Nafeez demonstrated one of the procedures. He laid a falcon on the medical table and, putting its head in an anesthetic-dispensing tube, put it to sleep. He then began to clip the falcon’s talons, joking about the pedicure services offered by the hospital, and trimmed its beak.
Other procedures are not as simple as this one, Nafeez explained. Often times, birds are brought in with illness or injuries that require weeks of healing and stay in the hospital’s rehabilitation centers.
“The season starts and people start training or hunting,” said Nafeez, “Then we are facing other problems; birds that are attacked by other birds or falcons, fractures, injuries … birds that are not flying or eating. These kind of problems [occur] during the hunting season.”
Falconry has been practiced in the UAE for centuries; hunting with trained falcons was a vital way to procure meat, such as desert hares, to supplement the Bedouin diet. Hunting is still widely practiced nowadays, as a sport, with the same level of prestige and respect allocated to it as in the past.

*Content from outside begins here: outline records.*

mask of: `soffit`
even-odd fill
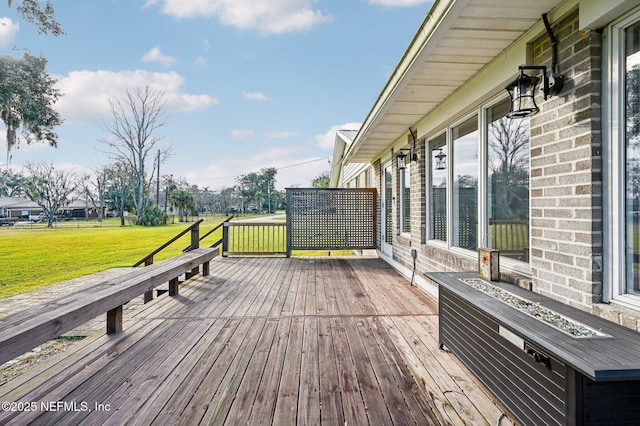
[[[370,162],[541,21],[559,0],[434,3],[352,144]],[[438,9],[439,8],[439,9]]]

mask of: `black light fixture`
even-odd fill
[[[404,170],[407,168],[407,157],[411,154],[410,149],[401,149],[396,155],[396,161],[398,163],[398,170]]]
[[[438,149],[438,153],[435,155],[436,157],[436,170],[445,170],[447,168],[447,154],[442,152],[442,148]]]
[[[411,139],[413,139],[413,151],[411,151],[410,153],[411,161],[418,161],[418,149],[416,148],[417,136],[415,133],[413,133],[413,130],[411,130],[411,127],[409,127],[409,134],[411,135]]]
[[[562,90],[562,86],[564,85],[564,78],[556,72],[558,62],[558,40],[549,25],[546,13],[542,15],[542,20],[544,21],[545,28],[547,29],[547,33],[551,39],[551,73],[547,76],[547,67],[544,65],[520,65],[518,67],[520,75],[505,87],[507,92],[509,92],[511,101],[511,107],[507,113],[507,118],[529,117],[540,111],[535,100],[536,86],[538,85],[538,82],[540,82],[540,78],[525,74],[525,70],[542,71],[542,87],[540,90],[542,91],[545,100],[547,100],[549,96],[560,93],[560,90]]]

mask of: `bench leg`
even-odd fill
[[[174,278],[169,281],[169,296],[177,296],[178,295],[178,284],[180,281],[178,278]]]
[[[107,334],[122,331],[122,305],[107,312]]]
[[[195,268],[193,268],[191,271],[187,272],[184,275],[184,278],[186,280],[188,280],[189,278],[195,277],[196,275],[198,275],[200,273],[200,267],[196,266]]]

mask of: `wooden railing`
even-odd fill
[[[529,222],[490,219],[491,248],[501,256],[529,260]]]
[[[182,251],[189,251],[189,250],[193,250],[194,248],[200,247],[200,224],[203,221],[204,219],[200,219],[197,222],[194,222],[193,225],[189,226],[187,229],[180,232],[178,235],[176,235],[175,237],[173,237],[172,239],[170,239],[169,241],[167,241],[166,243],[164,243],[163,245],[161,245],[160,247],[158,247],[157,249],[155,249],[154,251],[152,251],[151,253],[149,253],[148,255],[146,255],[136,263],[134,263],[133,267],[135,268],[137,266],[142,265],[143,263],[145,266],[153,265],[153,257],[156,254],[160,253],[162,250],[169,247],[171,244],[176,242],[180,237],[182,237],[184,234],[186,234],[189,231],[191,231],[191,244],[189,245],[189,247],[187,247]]]
[[[287,255],[287,225],[273,222],[225,222],[222,256]]]

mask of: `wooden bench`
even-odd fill
[[[425,276],[439,287],[441,347],[519,422],[638,422],[640,333],[515,285],[488,283],[491,292],[515,295],[516,305],[531,303],[536,314],[565,324],[561,330],[506,303],[505,297],[469,285],[469,279],[479,278],[475,273]],[[571,326],[586,329],[566,332],[563,317]]]
[[[122,331],[123,305],[169,283],[169,295],[178,295],[179,277],[199,271],[209,275],[209,262],[218,249],[197,248],[163,262],[133,268],[81,291],[47,301],[0,319],[0,364],[106,312],[107,334]]]

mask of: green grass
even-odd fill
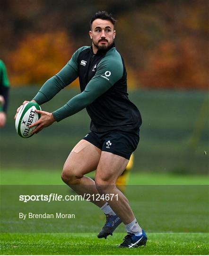
[[[61,185],[61,170],[2,170],[0,173],[2,185]],[[92,174],[89,174],[92,176]],[[24,178],[23,178],[24,177]],[[179,175],[164,173],[132,172],[130,175],[130,185],[208,185],[209,176],[197,174]]]
[[[37,172],[35,170],[30,170],[30,171],[4,170],[1,170],[1,183],[4,185],[61,184],[62,183],[60,179],[60,171],[50,172],[46,170],[40,170]],[[181,175],[166,174],[132,173],[130,175],[129,184],[130,185],[134,184],[141,184],[143,185],[151,184],[180,185],[179,188],[182,189],[182,188],[183,188],[183,186],[182,185],[199,185],[208,184],[208,177],[206,175]],[[193,187],[192,186],[191,187],[192,188]],[[132,187],[131,186],[130,187],[131,188]],[[159,186],[156,187],[159,187]],[[176,186],[174,187],[176,187]],[[199,187],[200,188],[200,187]],[[205,187],[205,186],[204,187]],[[154,190],[155,192],[155,186],[150,187],[150,189],[152,191]],[[149,190],[149,187],[148,188],[147,187],[146,189],[148,191]],[[167,192],[169,193],[169,191],[167,191]],[[200,208],[201,212],[198,212],[198,211],[195,211],[196,207],[195,207],[194,208],[195,212],[194,213],[193,212],[194,214],[193,216],[195,216],[195,214],[201,216],[200,213],[202,212],[203,214],[202,216],[202,218],[203,218],[202,221],[205,221],[206,217],[205,215],[204,215],[204,214],[207,214],[207,210],[206,210],[204,209],[206,209],[207,207],[202,208],[205,202],[202,202],[202,198],[200,197],[200,195],[201,195],[201,192],[199,191],[199,192],[200,193],[199,194],[198,193],[195,194],[197,195],[196,199],[195,197],[192,198],[193,199],[192,199],[196,200],[194,206],[196,205],[198,208],[201,206],[202,208]],[[153,193],[153,191],[152,192]],[[159,192],[161,192],[159,191]],[[171,204],[169,205],[169,202],[167,203],[166,203],[167,200],[165,196],[166,195],[165,193],[162,194],[162,193],[160,194],[161,198],[164,198],[164,200],[165,200],[164,201],[164,203],[165,203],[164,207],[165,207],[165,210],[167,211],[165,215],[164,215],[163,218],[167,217],[168,218],[169,216],[172,217],[172,214],[174,213],[174,211],[176,210],[177,210],[176,212],[178,213],[179,211],[178,209],[173,209],[172,210],[171,208],[172,205]],[[199,196],[197,196],[198,194]],[[131,194],[130,195],[131,195]],[[178,199],[178,196],[177,197],[177,201],[180,204],[179,205],[182,205],[182,207],[178,206],[177,208],[181,210],[181,208],[183,208],[182,206],[186,205],[188,202],[187,201],[189,201],[191,200],[191,198],[183,198],[182,197],[181,192],[177,196],[180,196],[179,199]],[[157,196],[156,198],[157,199]],[[107,255],[209,254],[209,234],[208,233],[192,233],[192,231],[191,231],[191,233],[174,233],[174,232],[179,232],[176,231],[178,229],[180,229],[181,227],[185,225],[185,220],[183,220],[182,223],[181,222],[177,223],[179,225],[178,227],[177,227],[178,225],[175,227],[174,221],[173,223],[171,222],[170,225],[169,223],[168,225],[168,220],[167,220],[166,221],[164,220],[161,222],[164,224],[164,226],[160,226],[159,229],[160,229],[161,230],[158,229],[159,231],[157,231],[159,232],[159,233],[156,233],[156,230],[157,230],[157,224],[156,225],[157,222],[156,220],[157,220],[157,215],[159,214],[160,211],[157,212],[157,211],[156,211],[157,209],[155,208],[155,213],[153,213],[152,215],[152,209],[149,208],[149,204],[147,204],[148,202],[147,200],[151,200],[151,201],[149,201],[149,203],[150,202],[152,203],[153,199],[151,196],[148,196],[144,199],[144,201],[143,201],[142,199],[142,201],[140,203],[141,206],[142,204],[144,204],[144,206],[143,207],[143,209],[141,209],[141,210],[139,210],[139,201],[137,199],[134,199],[134,198],[133,201],[131,201],[131,205],[134,209],[138,209],[138,211],[136,211],[137,214],[137,216],[139,215],[140,216],[143,226],[145,226],[145,227],[146,226],[147,227],[146,229],[148,231],[148,241],[147,247],[141,247],[131,249],[118,248],[117,246],[122,243],[122,238],[125,235],[125,232],[117,233],[115,232],[113,237],[108,237],[106,240],[98,239],[96,238],[97,234],[95,233],[2,233],[0,235],[0,254]],[[141,200],[141,198],[140,200]],[[205,202],[206,200],[207,200],[206,198],[204,199]],[[160,202],[159,199],[158,202],[155,201],[155,199],[153,199],[153,201],[152,203],[153,203],[153,207],[155,208],[154,206],[156,206],[157,204],[160,205],[159,209],[163,206],[163,205],[161,203],[162,202]],[[89,207],[89,209],[87,210],[90,211],[89,213],[88,212],[88,219],[92,219],[91,222],[90,221],[89,224],[90,225],[93,225],[92,221],[94,221],[94,223],[95,223],[95,225],[96,226],[96,230],[98,229],[99,231],[104,220],[103,219],[104,218],[98,220],[97,219],[99,219],[102,214],[97,211],[97,208],[94,208],[93,206],[91,207],[90,204],[87,205],[88,207]],[[166,209],[168,208],[166,205],[169,206],[168,209]],[[175,204],[174,205],[174,207],[175,207]],[[190,205],[189,204],[188,205]],[[197,206],[198,205],[198,206]],[[81,205],[81,208],[80,211],[81,211],[82,212],[82,209],[83,208],[84,205]],[[9,206],[9,207],[12,208],[12,206]],[[87,209],[87,208],[85,209]],[[191,210],[193,210],[192,209],[191,209]],[[94,210],[96,211],[94,211]],[[206,210],[204,213],[203,213],[204,210]],[[183,214],[188,213],[187,211],[183,212]],[[181,212],[180,214],[181,214]],[[182,218],[185,218],[183,214],[182,215]],[[96,216],[96,219],[94,220],[92,218],[91,219],[89,219],[89,216],[92,215]],[[186,218],[187,218],[187,216],[188,219],[189,219],[189,217],[190,218],[189,215],[188,215],[187,214],[186,215]],[[152,221],[153,222],[154,221],[153,224],[151,223]],[[192,223],[191,224],[192,230],[195,229],[195,226],[198,225],[200,221],[202,222],[199,217],[197,217],[197,219],[196,219],[195,218],[194,219],[191,219],[191,221],[192,221],[191,223]],[[184,221],[184,223],[183,223],[183,221]],[[76,230],[77,229],[76,222],[73,221],[71,223],[72,223],[72,227],[73,229],[73,229],[73,230]],[[26,223],[25,223],[25,225],[26,225]],[[65,225],[64,221],[64,225]],[[149,232],[149,230],[150,231],[151,229],[150,226],[152,227],[152,225],[153,225],[154,231],[152,232]],[[155,225],[156,226],[155,226]],[[161,224],[160,224],[160,225]],[[193,227],[192,227],[192,225],[194,225]],[[66,226],[66,224],[65,226]],[[70,229],[70,228],[69,227],[69,230]],[[122,230],[124,230],[122,226],[120,226],[119,228],[119,232],[122,232]],[[201,228],[203,230],[204,227],[202,226]],[[24,230],[24,226],[22,229]],[[68,229],[65,229],[65,230],[66,229],[67,230]],[[71,230],[72,230],[72,228]],[[200,228],[199,230],[201,230]],[[205,231],[201,232],[205,232],[205,230],[207,232],[207,230],[208,230],[208,228],[207,228],[207,224],[206,228],[204,230]],[[165,233],[167,232],[166,230],[170,230],[170,232],[171,230],[171,232],[173,232]],[[47,229],[46,229],[46,231],[47,231]],[[77,232],[79,231],[78,230]],[[188,231],[186,230],[184,232]],[[199,231],[198,231],[197,232]]]
[[[207,255],[208,234],[150,233],[146,247],[118,248],[123,234],[106,240],[96,234],[2,234],[2,255]]]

“In those days, they used [falcons] to supplement the daily diet,” Nafeez said. “Nowadays, it is completely different. They do it as a sport or hobby — falconry became part of the culture. It’s in our blood.”
Photo By Clare Hennig
Photo By Clare Hennig
Hunting can be recreational, such as expeditions with family and friends, or competitive at an international level. As a mark of the high value falcons have, for example, those who travel to other countries to compete are allowed to be brought as carry-on and un-caged by certain airlines, such as Etihad. With its airplane ticket and own passport — listing information such as its age, breed and tracking number — the falcon is one of the few animals, along with special service dogs that are allowed to be brought in the cabin.
Efforts are made to preserve this aspect of Emirati culture. Organizations, such as the Sheikh Zayed Falcon Release Project and the Environmental Research and Wildlife Development Agency, aim to keep falconry sustainable. The Abu Dhabi Falcon Hospital offers educational tours to school children and tourists twice a day to teach them the history and importance of falconry in the UAE.
Emirati senior Ahmed Al Masaood, who was gifted a falcon of his own by his family several years ago, has participated in several hunting trips. He agrees that falconry has remained an important part of the culture and something close to his own heart.
“Traditionally, it is deeply rooted in our culture,” said Al Masaood. “It’s more of a symbol than a pet; [falconry] is very much liked and hopefully [will be] preserved. We don’t want to lose this.”